The results were published Thursday in the medical journal Nature Medicine. The researchers found the vaccine eliciting neutralizing antibodies in hamsters who were vaccinated. These antibodies are necessary to build immunity to the virus.
The researchers also found that vaccinated hamsters losing less weight than unvaccinated hamsters .
Vaccinated hamsters also did not experience severe clinical disease, such as pneumonia, or mortality.
“This pre-clinical study further validates our confidence in our SARS-CoV-2 vaccine candidate,” J&J’s Chief Scientific Officer Paul Stoffels said in a press release.

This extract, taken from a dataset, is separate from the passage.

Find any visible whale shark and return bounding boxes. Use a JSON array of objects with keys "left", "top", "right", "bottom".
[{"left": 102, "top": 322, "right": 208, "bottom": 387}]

“With our Phase 3 trials planned to start this month, we remain committed to expanding our manufacturing and distribution capabilities to enable global access to our SARS-CoV-2 vaccine candidate should it prove to be safe and effective in humans.”
However, Johnson and Johnson has clarified that the promising results in hamsters do not necessarily mean the vaccine will provide the same level of protection in humans. But J&J researchers noted the findings are important as Covid-19 is known to progress into severe disease in some humans.
J&J is one of many companies doping research to develop a vaccine for the coronavirus. Soon, it will start a 60,000-person late-stage trial testing its vaccine. It would be the largest trial testing a coronavirus vaccine yet.
The U.S. Department of Health and Human Services signed an agreement with Janssen, J&J’s pharmaceutical subsidiary on Aug. 5. Under the deal, J&J’s pharmaceutical subsidiary will manufacture 100 million doses of its vaccine for the US. The deal gives the federal government the option to order an additional 200 million doses, according to the announcement.